Gen Sasaki and Keiichi Miyagawa
The song “Little Boxes” is a protest song composed by Malvina Reynolds in1962, which is a political satire about the development of suburbia and associated middle-class attitudes.
In this lyric, “Little Boxes” means suburban tract houses made out of Ticky-Tacky, cheap and shoddy materials, and look just same structure. And “Little Boxes” have different colors, pink, green, blue and yellow.
After WW2, the US government needed many cheap houses for returning veterans and their new families. Thousands of similar or identical houses were produced easily and quickly, allowing rapid recovery of costs, because of using cheap and shoddy materials. One of the large suburban developments was called “Levittwon”.
Same structure of housing development was spread out across America and around the world.
This suburban development would become a symbol of the "American Dream" as it allowed thousands of families to become home owners. But Levittown would also become a symbol of racial segregation. The discriminatory housing standards of “Levittown” were consistent with government policies of the time. The Federal Housing Association allowed developers to justify segregation within public housing. The “FHA” only offered mortgages to non-mixed developments which discouraged developers from creating racially integrated housing.

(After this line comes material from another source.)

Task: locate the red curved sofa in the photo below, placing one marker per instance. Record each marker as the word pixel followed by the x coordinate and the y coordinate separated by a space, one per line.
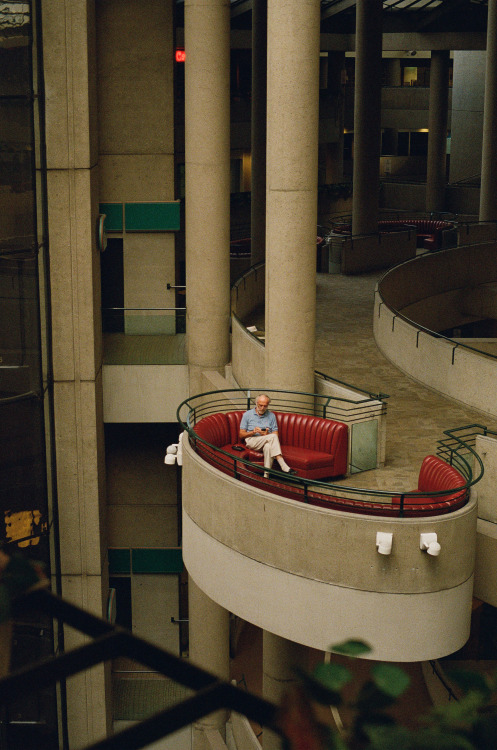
pixel 315 447
pixel 428 231
pixel 435 475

Postwar collective housing in Japan is defined by the “Danchi”, the complexes built by the government housing organization called “Nihon Jutaku Kodan”, from the 1950s to the 1980s.
They were supplied for workers and their new family.
“Kodan” modeled its housing on apartment blocks built by the Soviet government in the suburbs of Moscow and Leningrad. According to Takeshi Hara, a Japanese architect, in his book “The Age of Danchi”, the officials who brought the Soviet designs back to Japan were interested in the low-cost engineering method. “Danchi” had the same structure, and the appeal was its uniformity: concrete, gray, no higher than five floors, and all containing apartments of the exact same design. In their day, they were considered the height of modernity. Living in “Danchi” was a dream for young people and their family, even though in most cases they were much smaller.